Voila enfin j'ai vu le dernier Kitano tout fébrile car c'était la première fois que je voyais un de ses films sur grand écran. Encore une fois on en prend plein la vue avec ce nouveau délire complètement barré du réalisateur. Si Takeshis' était une réflexion sur Takeshi Kitano lui même et sur son cinéma ce Glory To The Filmmaker est une réflexion sur le cinéma en général. C'est même, selon moi, un peu l'inverse de Takeshis', où Kitano le réalisateur semblait réfléchir essentiellement sur la notoriété de Beat Takeshi, le comique télé adulé au Japon, l'autre facette de l'homme. Ici devant un délire absolu à l'humour absurde, burlesque voire ouvertement débile et ras des pâquerettes j'ai eu la sensation que c'était un peu Beat Takeshi le déconneur qui venait avec sa caméra dresser un portrait hallucinant et halluciné sur les doutes et angoisses d'un réalisateur jadis très sérieux. En tout cas rarement un de ses films aura été aussi drôle, totalement absurde et invraisemblable, je crois qu'il s'est lâché comme jamais et cela donne un film étrange, très particulier qui repose sur l'idée qu'il ne doit plus faire de films de gangster et qu'il doit donc réinventer son style.. Bref il est toujours aussi surprenant, la seule constante étant l'accueil froid et désolé de la critique déplorant un "non film" entre autres joyeusetés du genre. Moi j'ai encore apprécié cet aspect réflexif et surtout la mise en scène de ses doutes, de sa panne d'inspiration, de sa difficulté à aller de l'avant ce qui est je trouve courageux surtout qu'avec l'expérience Takeshis' il savait d'avance comment ce type de films serait accueilli. Pour ma part l'avis est mitigé j'ai apprécié le film, il aura droit aux quatre étoiles consensuelles (attendez, moi, saquer, saké.... Kitano? Jamais !) mais autant si je réaffirme que Takeshis' est un chef d'oeuvre je n'en dirai pas autant de celui ci certes bon film mais pour moi le moins bon d'une incroyable filmographie.
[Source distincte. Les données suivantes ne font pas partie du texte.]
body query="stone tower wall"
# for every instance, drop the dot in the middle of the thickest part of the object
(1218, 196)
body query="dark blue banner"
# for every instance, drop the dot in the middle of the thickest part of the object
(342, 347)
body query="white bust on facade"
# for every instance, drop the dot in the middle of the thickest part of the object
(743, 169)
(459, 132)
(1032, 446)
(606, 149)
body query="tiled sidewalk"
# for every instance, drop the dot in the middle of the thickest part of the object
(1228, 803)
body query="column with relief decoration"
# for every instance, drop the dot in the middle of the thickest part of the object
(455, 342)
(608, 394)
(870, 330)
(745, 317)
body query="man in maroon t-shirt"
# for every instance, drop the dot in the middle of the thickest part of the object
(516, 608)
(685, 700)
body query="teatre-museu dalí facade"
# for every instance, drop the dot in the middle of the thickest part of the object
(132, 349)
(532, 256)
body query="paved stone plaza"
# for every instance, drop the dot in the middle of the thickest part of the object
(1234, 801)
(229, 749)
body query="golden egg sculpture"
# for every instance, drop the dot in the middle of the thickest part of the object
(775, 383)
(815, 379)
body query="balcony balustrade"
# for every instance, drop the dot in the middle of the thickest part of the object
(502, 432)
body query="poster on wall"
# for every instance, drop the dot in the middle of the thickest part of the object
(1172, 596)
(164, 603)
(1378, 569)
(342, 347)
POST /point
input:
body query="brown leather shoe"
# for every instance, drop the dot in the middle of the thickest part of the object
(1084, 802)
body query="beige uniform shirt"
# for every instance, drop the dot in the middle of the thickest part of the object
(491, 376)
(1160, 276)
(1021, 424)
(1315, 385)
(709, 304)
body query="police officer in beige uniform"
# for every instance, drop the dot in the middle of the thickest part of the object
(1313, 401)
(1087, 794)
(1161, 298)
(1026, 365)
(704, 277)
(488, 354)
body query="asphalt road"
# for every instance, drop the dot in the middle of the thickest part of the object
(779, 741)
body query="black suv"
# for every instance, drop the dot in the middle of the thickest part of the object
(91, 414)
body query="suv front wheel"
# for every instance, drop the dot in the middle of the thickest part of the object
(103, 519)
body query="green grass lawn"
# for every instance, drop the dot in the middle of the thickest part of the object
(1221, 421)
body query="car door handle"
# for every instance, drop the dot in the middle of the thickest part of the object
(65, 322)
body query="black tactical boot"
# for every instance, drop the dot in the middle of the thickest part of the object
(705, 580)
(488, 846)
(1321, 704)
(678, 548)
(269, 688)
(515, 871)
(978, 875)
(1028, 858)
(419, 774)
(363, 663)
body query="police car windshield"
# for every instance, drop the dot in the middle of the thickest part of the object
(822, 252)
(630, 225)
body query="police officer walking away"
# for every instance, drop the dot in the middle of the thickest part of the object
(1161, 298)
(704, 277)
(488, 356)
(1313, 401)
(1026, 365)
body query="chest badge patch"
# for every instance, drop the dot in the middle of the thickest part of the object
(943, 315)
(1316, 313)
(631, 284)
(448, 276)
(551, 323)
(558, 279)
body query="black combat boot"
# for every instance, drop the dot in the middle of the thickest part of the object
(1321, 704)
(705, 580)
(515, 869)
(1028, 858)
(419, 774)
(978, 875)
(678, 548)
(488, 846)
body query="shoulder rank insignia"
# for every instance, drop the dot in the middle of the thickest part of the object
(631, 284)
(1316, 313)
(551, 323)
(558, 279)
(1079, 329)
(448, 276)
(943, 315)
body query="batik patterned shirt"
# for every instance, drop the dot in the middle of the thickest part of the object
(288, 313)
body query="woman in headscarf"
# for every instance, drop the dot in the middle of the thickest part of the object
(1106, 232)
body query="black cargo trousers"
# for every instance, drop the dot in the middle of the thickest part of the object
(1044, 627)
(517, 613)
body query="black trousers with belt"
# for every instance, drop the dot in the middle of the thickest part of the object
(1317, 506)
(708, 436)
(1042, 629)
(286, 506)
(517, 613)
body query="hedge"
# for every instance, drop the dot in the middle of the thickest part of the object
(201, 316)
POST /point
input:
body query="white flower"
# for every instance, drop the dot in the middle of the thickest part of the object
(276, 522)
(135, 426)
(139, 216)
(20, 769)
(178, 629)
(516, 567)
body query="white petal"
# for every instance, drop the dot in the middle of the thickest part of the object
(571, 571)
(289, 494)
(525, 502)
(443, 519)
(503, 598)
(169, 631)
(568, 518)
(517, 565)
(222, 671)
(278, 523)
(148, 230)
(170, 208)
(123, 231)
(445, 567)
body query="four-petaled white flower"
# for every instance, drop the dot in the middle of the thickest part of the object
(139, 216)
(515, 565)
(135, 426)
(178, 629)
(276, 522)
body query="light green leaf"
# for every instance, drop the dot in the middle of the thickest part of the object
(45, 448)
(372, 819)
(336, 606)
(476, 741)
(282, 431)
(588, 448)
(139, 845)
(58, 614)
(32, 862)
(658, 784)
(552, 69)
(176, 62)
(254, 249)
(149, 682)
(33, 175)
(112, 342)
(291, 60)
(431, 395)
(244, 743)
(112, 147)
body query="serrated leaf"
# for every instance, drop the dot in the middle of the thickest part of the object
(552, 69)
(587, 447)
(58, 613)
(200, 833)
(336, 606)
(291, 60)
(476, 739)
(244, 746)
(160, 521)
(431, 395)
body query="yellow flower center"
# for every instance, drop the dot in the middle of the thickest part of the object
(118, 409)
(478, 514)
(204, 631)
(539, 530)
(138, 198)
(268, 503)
En fait après une première partie que j'ai trouvée extrêmement réussie le film sombre un peu, dans la deuxième, trop incompréhensible mais qui est heureusement sauvée par certains passages extrêmement savoureux et surtout par l'incroyable sens de l'autodérision dont fait preuve Takeshi Kitano, pour se conclure dans un très beau final où une réalité brute ressurgit.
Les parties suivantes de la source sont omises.